Something about filling pages with text at that time seemed to provide an artistic stance that could, at least originally, be thought of as multiple againsts: antiaesthetic, anticommodification; a way, some artists thought, of dealing with reality directly through the means of reality itself. Lamelas’s exhibition took place just at a point when conceptual practices were becoming, if not publicly accepted, then at least more widely known in the UK: June of that year had seen Idea Structures, one of the first conceptual art group shows in London, set over two locations; while the July/August issue of Studio International was presented as a printed exhibition, with Seth Siegelaub inviting six critics to in turn invite artists to use pages as they saw fit.

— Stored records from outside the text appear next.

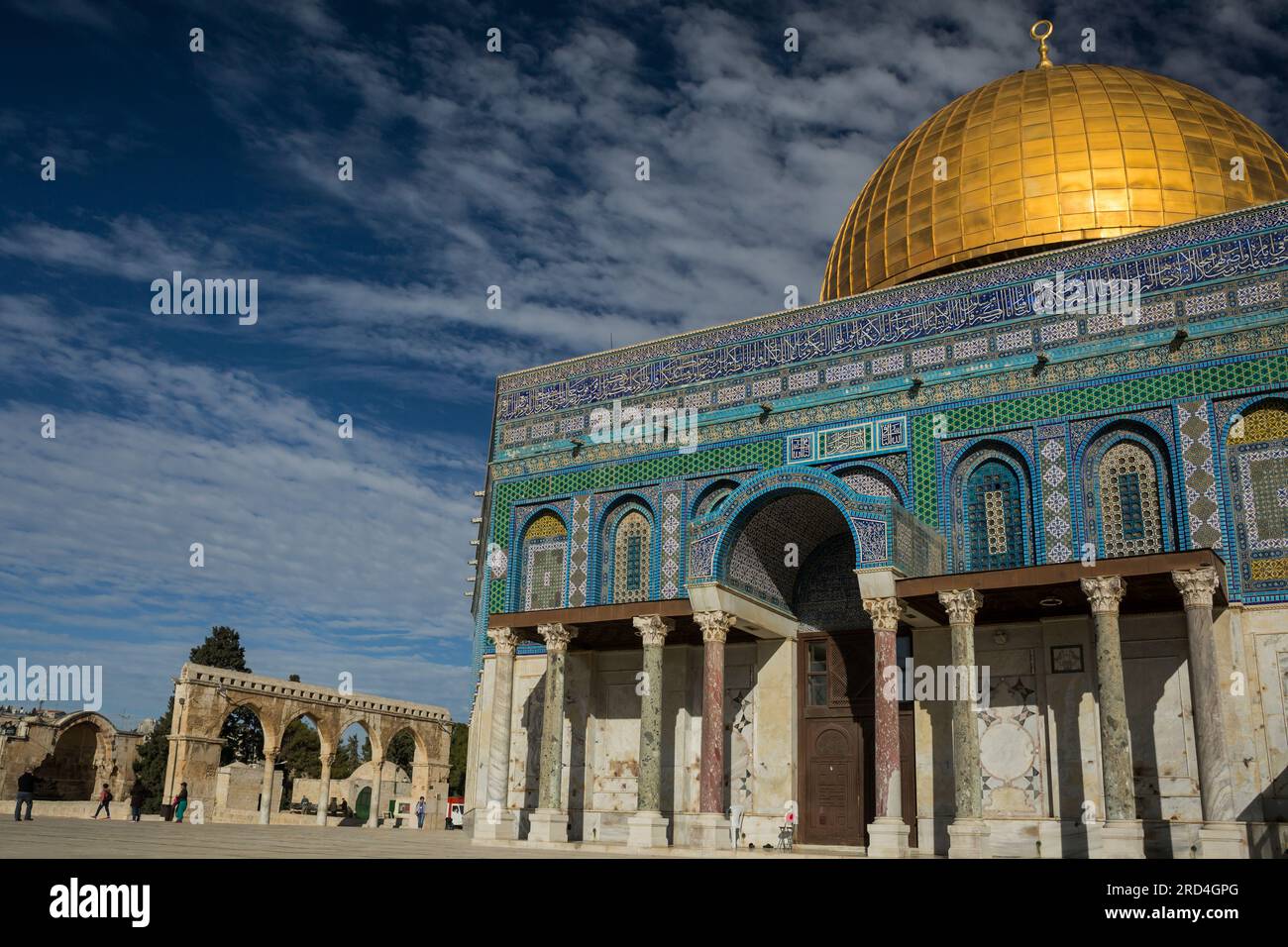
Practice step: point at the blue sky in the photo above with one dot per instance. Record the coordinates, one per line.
(471, 169)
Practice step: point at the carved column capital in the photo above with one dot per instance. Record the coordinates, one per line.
(557, 635)
(961, 604)
(715, 625)
(885, 613)
(505, 639)
(1104, 592)
(652, 628)
(1197, 585)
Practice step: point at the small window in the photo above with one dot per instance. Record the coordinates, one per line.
(816, 674)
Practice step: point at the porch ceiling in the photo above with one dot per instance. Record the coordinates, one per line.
(1016, 595)
(609, 628)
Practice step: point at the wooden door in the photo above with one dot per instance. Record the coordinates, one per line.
(833, 813)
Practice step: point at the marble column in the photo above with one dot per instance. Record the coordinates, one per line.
(374, 815)
(1222, 835)
(712, 826)
(550, 819)
(266, 789)
(325, 788)
(496, 821)
(967, 832)
(888, 834)
(647, 827)
(1122, 834)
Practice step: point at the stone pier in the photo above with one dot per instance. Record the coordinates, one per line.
(967, 832)
(1122, 835)
(497, 821)
(1222, 835)
(712, 826)
(647, 827)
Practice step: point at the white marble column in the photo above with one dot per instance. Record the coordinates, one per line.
(325, 788)
(888, 834)
(1222, 835)
(1122, 835)
(967, 832)
(496, 819)
(374, 815)
(266, 789)
(550, 819)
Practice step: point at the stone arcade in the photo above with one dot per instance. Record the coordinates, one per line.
(926, 466)
(204, 697)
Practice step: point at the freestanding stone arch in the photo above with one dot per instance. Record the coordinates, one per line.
(205, 696)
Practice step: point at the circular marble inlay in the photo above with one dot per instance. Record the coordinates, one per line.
(1006, 750)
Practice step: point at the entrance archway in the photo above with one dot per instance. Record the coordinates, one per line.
(797, 548)
(362, 806)
(69, 772)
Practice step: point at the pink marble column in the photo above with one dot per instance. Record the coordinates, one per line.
(885, 622)
(715, 629)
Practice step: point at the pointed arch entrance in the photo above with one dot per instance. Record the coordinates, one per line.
(791, 545)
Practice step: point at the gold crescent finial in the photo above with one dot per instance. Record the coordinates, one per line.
(1043, 63)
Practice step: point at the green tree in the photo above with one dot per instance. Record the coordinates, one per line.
(348, 757)
(222, 648)
(151, 759)
(300, 757)
(456, 757)
(402, 750)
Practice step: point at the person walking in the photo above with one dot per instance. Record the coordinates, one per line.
(138, 795)
(26, 792)
(104, 801)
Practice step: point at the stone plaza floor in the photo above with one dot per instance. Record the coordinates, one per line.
(69, 838)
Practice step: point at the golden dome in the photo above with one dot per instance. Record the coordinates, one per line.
(1043, 158)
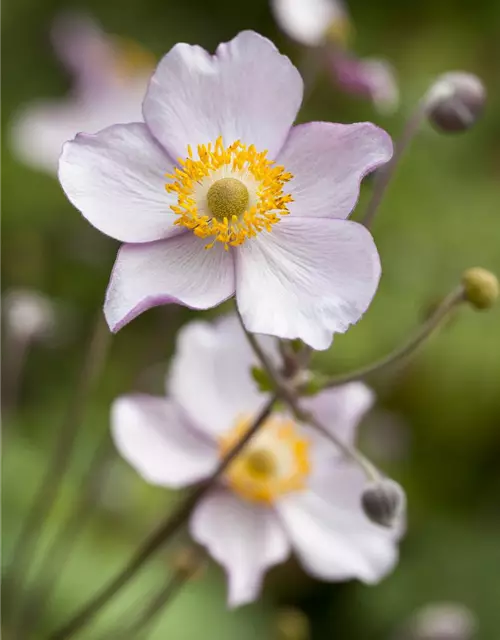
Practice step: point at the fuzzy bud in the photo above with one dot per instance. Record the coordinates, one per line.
(480, 287)
(292, 624)
(383, 502)
(443, 621)
(455, 101)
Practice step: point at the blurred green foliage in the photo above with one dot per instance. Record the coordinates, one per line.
(442, 215)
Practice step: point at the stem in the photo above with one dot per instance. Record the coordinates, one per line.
(384, 175)
(445, 308)
(158, 538)
(287, 394)
(161, 599)
(63, 544)
(47, 493)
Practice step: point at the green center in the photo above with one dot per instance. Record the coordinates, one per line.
(226, 198)
(261, 463)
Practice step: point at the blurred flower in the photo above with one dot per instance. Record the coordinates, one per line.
(28, 315)
(289, 488)
(326, 24)
(226, 219)
(109, 80)
(442, 621)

Most, unsurprisingly, did text works, while Daniel Buren filled eight pages with broad, yellow downwards stripes. It was that autumn as well that Italian critic Germano Celant published his first list of ‘Books as Artworks’, which would go on to become another exhibition at Greenwood’s space in 1972 and a book in itself (mostly correspondence, and a massive list). Lamelas’s Publication is a handy, concise expression of this scene, with most of the same suspects (including a verbose miniessay from Victor Burgin, Lawrence Weiner pulling out one of his favourite statements on how ‘the piece need not be built’, and some blank pages from conversationalist Ian Wilson). As such, Publication is just as useful as the SI issue or Celant’s tome in capturing the flavour of the time: dry and literal, showing up the small group of conceptual practitioners as logicians more than anything else: if art is A, then it most certainly can be B, too. OK, then what?
The most accurate and entertaining response in the book is from art historian Barbara Reise: ‘Oral and written language can be used as an Artform. (Whoopee, Eureka, So What?) So can tins of soup, cold-rolled steel, shit, muzak, marble, marketing procedure, parking lots, and just about anything else.’ Lamelas’s table in the exhibition was meant to be a setting for discussion, but I wonder how many people were inspired to sit down and chat by his Mr Spock sense of humour. It feels instead like passing the buck, attempting to chair a talk about talking, or the equivalent of me writing: I hereby declare this review an artwork. Discuss.